XHSI-FM
- Santiago Ixcuintla, Nayarit; Mexico;
- Frequency: 94.5 FM
- Branding: La Patrona

Programming
- Format: Regional Mexican

Ownership
- Owner: Rubén Darío Mondragón Rivera

History
- First air date: May 5, 1957
- Former frequencies: 1240 kHz; 94.5 MHz (2011–2014); 92.1 MHz (2014–2022);
- Call sign meaning: Santiago Ixcuintla

Technical information
- Licensing authority: CRT
- Class: B1
- ERP: 25 kW
- HAAT: 72.45 m (237.7 ft)
- Transmitter coordinates: 21°48′42″N 105°12′12″W﻿ / ﻿21.81167°N 105.20333°W

Links
- Webcast: www.radiopositiva.mx

= XHSI-FM =

Radio station in Santiago Ixcuintla, Nayarit, Mexico

XHSI-FM is a radio station on 94.5 FM in Santiago Ixcuintla, Nayarit, Mexico.
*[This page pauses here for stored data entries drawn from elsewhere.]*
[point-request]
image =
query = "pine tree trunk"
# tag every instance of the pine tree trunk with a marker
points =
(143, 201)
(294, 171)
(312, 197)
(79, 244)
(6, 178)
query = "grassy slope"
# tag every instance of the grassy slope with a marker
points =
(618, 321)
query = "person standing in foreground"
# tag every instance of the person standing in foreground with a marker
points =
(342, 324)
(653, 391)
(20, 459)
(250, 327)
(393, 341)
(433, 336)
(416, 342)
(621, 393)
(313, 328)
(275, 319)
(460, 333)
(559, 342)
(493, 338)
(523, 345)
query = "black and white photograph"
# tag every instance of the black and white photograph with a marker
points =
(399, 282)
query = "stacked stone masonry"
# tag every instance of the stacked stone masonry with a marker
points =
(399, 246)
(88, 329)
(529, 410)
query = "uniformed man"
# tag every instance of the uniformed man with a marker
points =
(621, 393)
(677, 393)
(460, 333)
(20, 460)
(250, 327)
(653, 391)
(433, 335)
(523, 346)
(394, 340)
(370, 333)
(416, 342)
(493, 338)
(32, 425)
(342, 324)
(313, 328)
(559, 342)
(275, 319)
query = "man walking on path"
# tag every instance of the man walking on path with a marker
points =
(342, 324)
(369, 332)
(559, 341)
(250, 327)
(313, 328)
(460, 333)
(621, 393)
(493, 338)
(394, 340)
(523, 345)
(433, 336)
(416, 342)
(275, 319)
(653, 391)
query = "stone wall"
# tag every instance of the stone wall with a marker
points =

The station is known as La Patrona.

==History==
XHSI began as XESI-AM 1240, awarded to Julio Mondragón González on April 14, 1954. The station did not take to air until May 5, 1957.

In 2011, XESI migrated to FM as XHSI-FM. Despite being on 94.5 until January 2014, the station was given the 92.1 frequency at the start of migration.

The station moved to 94.5 MHz on November 14, 2022. The Federal Telecommunications Institute approved the frequency change to reduce interference to XHUX-FM in Tepic.